I am trying to scrape the Email Address from the following webpage using Python-BS4-requests, but the email address is not accessible in the source code.

https://www.tripadvisor.in/Attraction_Review-g189400-d2020955-Reviews-Chat_Tours-Athens_Attica.html

The email address opens up in my Mail App, but I could not find the link to it on the page source.
I understand this could be done by observing the network tab and making the same post request that websites makes, but could not make it work.

enter image description here

enter image description here

Thanks in advance!!

Asked By: Lavi Goyal

||

Answers:

The email is Base64 encoded inside the Json variable found on the page.

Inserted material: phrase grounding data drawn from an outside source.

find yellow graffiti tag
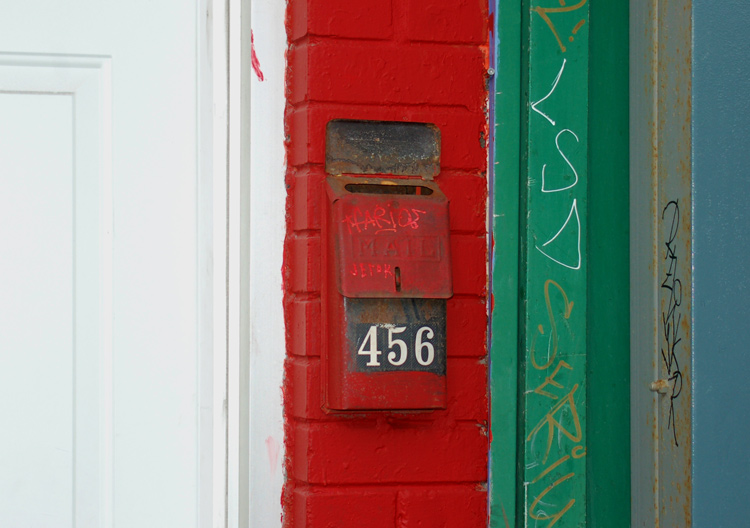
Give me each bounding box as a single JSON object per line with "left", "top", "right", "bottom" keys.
{"left": 533, "top": 359, "right": 573, "bottom": 399}
{"left": 533, "top": 0, "right": 588, "bottom": 53}
{"left": 529, "top": 472, "right": 576, "bottom": 528}
{"left": 530, "top": 279, "right": 574, "bottom": 370}
{"left": 527, "top": 383, "right": 582, "bottom": 464}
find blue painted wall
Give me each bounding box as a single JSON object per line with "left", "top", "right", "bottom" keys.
{"left": 693, "top": 1, "right": 750, "bottom": 525}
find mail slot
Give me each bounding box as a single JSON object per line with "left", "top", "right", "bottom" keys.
{"left": 321, "top": 176, "right": 452, "bottom": 411}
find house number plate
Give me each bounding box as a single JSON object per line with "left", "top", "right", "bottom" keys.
{"left": 345, "top": 298, "right": 446, "bottom": 374}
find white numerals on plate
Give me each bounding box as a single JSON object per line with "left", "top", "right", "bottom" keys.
{"left": 386, "top": 326, "right": 408, "bottom": 366}
{"left": 357, "top": 325, "right": 436, "bottom": 367}
{"left": 415, "top": 327, "right": 435, "bottom": 366}
{"left": 357, "top": 325, "right": 382, "bottom": 366}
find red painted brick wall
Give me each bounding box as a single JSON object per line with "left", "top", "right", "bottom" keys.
{"left": 283, "top": 1, "right": 489, "bottom": 526}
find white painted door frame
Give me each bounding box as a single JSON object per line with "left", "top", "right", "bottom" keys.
{"left": 204, "top": 0, "right": 286, "bottom": 526}
{"left": 198, "top": 0, "right": 232, "bottom": 525}
{"left": 199, "top": 0, "right": 245, "bottom": 525}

You can use this example to get all emails found on page:

import re
import json
import base64
import requests
from bs4 import BeautifulSoup


url = 'https://www.tripadvisor.in/Attraction_Review-g189400-d2020955-Reviews-Chat_Tours-Athens_Attica.html'

html_data = requests.get(url).text
data = re.search(r'window.__WEB_CONTEXT__=({.*?});', html_data).group(1)
data = json.loads(data.replace('pageManifest', '"pageManifest"'))

def get_emails(val):
    if isinstance(val, dict):
        for k, v in val.items():
            if k == 'email':
                if v:
                    yield v
            else:
                yield from get_emails(v)
    elif isinstance(val, list):
        for v in val:
            yield from get_emails(v)

for email in get_emails(data):
    email = base64.b64decode(email).decode('utf-8')
    email = re.search(r'mailto:(.*)_', email).group(1)

    print(email)

Prints:

[email protected]
Answered By: Andrej Kesely